Let's say a coin produces $H$ (for heads) with probability $p$ (and thus it produces $T$ with probability $p-1$. Let $X$ denote the number of $H$s we see and let $h$ be an integer. Then, if we flip the coin $n$ times:
$P(X=h) = \binom{n}{h}p^h(1-p)^{n-h}$
I'm not quite understanding where this formula is coming from.
I can see that there are $\binom{n}{h}$ ways to choose a $h$-length subset of an $n$-length set (i.e. there are $\binom{n}{h}$ $n$-length sequences where we see $h$ heads), but why do we multiply that with the probability?

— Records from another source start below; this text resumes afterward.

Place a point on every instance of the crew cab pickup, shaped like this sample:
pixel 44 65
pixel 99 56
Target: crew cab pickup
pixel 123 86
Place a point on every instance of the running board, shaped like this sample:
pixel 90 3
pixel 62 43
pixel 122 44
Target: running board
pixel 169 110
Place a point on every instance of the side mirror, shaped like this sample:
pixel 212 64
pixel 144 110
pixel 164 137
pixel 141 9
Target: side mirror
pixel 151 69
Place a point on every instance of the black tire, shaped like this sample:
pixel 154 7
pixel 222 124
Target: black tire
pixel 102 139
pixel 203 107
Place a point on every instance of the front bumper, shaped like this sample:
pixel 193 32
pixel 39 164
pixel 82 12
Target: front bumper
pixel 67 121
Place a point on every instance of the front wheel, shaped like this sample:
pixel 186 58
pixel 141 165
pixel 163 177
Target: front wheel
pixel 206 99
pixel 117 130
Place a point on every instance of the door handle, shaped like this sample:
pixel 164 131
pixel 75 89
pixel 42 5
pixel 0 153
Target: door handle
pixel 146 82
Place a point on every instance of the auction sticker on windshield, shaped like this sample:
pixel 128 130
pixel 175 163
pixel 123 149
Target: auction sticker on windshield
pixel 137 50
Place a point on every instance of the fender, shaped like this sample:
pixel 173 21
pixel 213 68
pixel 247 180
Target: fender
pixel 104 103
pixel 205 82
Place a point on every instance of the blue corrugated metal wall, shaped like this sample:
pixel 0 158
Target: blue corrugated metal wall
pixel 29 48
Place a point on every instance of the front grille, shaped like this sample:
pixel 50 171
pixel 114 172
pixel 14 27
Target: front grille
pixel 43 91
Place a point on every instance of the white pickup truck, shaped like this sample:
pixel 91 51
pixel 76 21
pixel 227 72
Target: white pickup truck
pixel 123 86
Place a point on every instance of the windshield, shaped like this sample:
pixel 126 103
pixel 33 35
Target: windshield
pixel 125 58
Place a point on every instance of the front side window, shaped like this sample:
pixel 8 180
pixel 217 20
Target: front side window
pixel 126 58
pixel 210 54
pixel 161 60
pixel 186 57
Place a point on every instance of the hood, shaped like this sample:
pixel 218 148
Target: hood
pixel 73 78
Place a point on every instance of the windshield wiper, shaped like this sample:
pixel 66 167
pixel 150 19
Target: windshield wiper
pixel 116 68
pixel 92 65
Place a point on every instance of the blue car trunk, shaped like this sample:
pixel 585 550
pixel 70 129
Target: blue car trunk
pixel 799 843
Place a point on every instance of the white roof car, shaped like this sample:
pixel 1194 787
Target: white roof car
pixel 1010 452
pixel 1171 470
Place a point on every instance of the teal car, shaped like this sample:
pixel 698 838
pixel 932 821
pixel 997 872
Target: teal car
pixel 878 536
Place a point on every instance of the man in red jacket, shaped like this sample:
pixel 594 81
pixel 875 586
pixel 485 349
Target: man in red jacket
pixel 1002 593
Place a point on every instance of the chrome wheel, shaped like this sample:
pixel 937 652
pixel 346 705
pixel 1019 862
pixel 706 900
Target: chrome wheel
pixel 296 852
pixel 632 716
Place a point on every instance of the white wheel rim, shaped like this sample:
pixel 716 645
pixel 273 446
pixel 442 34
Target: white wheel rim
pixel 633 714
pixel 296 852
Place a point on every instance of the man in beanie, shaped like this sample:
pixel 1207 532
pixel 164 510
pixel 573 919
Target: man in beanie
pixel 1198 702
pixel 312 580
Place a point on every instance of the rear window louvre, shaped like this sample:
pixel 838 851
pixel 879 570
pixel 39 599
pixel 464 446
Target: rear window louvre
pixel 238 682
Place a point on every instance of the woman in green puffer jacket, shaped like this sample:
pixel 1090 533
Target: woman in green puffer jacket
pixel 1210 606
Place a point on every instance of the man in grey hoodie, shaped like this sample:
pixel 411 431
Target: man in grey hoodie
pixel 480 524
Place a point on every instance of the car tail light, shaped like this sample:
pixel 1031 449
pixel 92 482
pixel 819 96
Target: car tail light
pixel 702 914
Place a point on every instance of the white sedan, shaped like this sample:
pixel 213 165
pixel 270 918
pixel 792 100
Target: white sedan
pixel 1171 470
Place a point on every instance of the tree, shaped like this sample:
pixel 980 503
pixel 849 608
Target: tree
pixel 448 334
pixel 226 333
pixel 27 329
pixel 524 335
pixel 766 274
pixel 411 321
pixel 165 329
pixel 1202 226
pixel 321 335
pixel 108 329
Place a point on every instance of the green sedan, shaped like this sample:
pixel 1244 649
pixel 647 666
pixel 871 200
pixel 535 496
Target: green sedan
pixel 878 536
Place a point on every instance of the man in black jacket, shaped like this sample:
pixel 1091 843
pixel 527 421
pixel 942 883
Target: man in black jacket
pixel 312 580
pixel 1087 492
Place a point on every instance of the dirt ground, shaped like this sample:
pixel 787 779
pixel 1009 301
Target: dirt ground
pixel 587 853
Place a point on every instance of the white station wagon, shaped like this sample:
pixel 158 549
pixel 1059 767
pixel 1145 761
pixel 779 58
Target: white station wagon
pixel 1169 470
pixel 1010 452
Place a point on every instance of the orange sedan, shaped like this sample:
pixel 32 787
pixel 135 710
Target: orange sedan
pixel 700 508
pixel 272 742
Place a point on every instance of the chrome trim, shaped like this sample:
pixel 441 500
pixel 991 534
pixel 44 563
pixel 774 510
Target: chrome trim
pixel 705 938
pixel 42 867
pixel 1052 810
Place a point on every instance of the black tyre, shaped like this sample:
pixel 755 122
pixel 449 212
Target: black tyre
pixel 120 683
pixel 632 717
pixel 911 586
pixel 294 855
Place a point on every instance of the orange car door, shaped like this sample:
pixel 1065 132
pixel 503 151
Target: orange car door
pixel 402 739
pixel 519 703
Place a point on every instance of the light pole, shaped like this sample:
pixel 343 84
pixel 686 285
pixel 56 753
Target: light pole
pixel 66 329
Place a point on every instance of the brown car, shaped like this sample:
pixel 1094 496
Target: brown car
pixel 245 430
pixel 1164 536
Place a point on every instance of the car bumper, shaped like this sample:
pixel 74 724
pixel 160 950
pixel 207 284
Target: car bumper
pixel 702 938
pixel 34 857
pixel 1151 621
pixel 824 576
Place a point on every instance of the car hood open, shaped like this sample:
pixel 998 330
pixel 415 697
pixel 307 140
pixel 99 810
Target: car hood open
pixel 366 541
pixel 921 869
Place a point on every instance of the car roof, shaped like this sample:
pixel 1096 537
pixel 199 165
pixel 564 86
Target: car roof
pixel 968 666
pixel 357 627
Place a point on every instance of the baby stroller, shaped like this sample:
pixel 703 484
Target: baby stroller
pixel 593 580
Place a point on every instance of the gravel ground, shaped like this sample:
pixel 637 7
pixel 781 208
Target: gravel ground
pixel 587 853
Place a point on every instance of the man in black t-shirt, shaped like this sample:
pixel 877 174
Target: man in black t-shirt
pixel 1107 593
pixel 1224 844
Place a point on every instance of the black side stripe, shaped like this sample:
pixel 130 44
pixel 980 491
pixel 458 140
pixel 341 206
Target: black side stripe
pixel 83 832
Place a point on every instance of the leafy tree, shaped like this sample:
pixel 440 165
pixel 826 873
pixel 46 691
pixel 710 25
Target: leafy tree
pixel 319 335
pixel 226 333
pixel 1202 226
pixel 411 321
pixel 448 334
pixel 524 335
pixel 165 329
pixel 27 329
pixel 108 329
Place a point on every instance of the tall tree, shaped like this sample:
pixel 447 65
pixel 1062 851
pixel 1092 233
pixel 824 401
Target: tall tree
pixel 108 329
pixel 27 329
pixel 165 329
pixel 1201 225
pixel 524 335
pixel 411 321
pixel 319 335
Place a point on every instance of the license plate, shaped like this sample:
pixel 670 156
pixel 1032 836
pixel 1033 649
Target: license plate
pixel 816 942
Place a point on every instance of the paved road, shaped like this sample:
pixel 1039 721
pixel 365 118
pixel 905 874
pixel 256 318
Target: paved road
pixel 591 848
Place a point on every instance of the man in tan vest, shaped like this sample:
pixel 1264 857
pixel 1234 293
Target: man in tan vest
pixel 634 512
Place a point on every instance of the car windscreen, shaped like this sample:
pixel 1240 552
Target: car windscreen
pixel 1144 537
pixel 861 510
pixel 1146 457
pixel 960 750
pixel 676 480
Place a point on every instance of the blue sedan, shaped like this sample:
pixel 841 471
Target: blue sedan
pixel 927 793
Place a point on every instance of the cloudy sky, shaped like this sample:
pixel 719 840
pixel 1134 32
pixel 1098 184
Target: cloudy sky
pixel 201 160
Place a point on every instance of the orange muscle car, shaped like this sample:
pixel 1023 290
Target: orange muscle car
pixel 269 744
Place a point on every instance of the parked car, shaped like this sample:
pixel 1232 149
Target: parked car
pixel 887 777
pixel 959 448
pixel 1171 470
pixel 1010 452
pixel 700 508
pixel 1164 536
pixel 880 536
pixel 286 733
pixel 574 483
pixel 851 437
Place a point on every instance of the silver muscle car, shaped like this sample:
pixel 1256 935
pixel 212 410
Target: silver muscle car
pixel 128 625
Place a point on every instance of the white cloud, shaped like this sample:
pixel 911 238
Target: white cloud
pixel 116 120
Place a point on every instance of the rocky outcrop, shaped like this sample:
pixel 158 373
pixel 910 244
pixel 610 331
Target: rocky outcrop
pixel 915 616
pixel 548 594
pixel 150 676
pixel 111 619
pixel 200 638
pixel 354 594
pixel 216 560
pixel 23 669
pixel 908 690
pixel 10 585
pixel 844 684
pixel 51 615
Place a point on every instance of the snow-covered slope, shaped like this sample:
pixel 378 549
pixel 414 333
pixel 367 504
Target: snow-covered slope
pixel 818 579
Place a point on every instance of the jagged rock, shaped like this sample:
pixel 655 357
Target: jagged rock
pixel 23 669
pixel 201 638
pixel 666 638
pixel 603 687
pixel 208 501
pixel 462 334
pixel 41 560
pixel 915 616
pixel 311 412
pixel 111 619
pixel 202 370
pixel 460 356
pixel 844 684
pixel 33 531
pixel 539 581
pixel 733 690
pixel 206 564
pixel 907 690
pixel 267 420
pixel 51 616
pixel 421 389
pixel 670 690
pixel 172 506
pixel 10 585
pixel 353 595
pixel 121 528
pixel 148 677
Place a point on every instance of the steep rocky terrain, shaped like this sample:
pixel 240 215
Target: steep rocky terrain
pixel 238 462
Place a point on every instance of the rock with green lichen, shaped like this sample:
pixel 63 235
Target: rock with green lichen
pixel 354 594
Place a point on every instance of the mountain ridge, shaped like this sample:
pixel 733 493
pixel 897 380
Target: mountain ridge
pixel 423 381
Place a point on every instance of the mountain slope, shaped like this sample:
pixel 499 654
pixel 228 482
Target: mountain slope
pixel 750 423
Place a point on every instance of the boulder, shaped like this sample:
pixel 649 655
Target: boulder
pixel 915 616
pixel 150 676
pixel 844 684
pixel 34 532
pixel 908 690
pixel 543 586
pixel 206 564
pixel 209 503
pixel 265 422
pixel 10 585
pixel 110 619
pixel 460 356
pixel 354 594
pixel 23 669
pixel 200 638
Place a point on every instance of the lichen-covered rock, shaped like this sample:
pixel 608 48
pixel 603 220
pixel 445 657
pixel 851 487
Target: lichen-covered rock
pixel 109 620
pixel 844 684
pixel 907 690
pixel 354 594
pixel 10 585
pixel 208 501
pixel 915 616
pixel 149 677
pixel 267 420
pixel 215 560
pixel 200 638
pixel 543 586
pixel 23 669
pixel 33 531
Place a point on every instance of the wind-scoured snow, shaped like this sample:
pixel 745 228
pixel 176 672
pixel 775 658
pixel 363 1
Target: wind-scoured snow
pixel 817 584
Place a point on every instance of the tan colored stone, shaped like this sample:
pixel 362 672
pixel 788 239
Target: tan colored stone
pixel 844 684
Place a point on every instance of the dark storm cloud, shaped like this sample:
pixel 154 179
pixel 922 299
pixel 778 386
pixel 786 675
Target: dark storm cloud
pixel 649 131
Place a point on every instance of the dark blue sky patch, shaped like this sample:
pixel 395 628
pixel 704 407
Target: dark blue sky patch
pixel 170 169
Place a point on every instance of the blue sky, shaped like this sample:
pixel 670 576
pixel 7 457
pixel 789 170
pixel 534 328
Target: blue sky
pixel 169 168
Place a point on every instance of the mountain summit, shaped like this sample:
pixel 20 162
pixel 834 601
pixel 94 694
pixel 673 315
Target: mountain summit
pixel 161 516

Furthermore, why do we multiply the probabilities of heads and tails together?
I get that coin flipping is an independent repeated trial, but I'm not sure how to apply that here (or whether it's even relevant). Any help is appreciated!
Say, rather, $\tbinom n h$ is the count of ways to select $h$ elements from a set of $n$ distinct elements. For example, the ways to select $h$ positions from a sequence of $n$ trials.
Thus $\tbinom nh$ is the count of ways to arrange $h$ heads among $n$ trial results.
$p$ is the probability that a trial will result in heads. $p^h$ is the probability that $h$ independent trials will do so. $(1-p)^{n-h}$ is the probability that $n-h$ independent trials will result in tails. $p^h(1-p)^{n-h}$ is therefore the probability that the first $h$ independent trials will result in heads and the next $n-h$ independent trials will result in tails.
However that is for a particular arrangement of $h$ heads and $n-h$ tails. We want the probability for any arrangement of that many heads and tails among $n$ trials. So we must multiply by the count of such arrangements (since all arrangements are equally probable).$$\mathsf P(H{=}h) ~=~\dbinom n h p^h(1-p)^{(n-h)}\qquad\big[h\in\Bbb N, 0\leq h\leq n\big]$$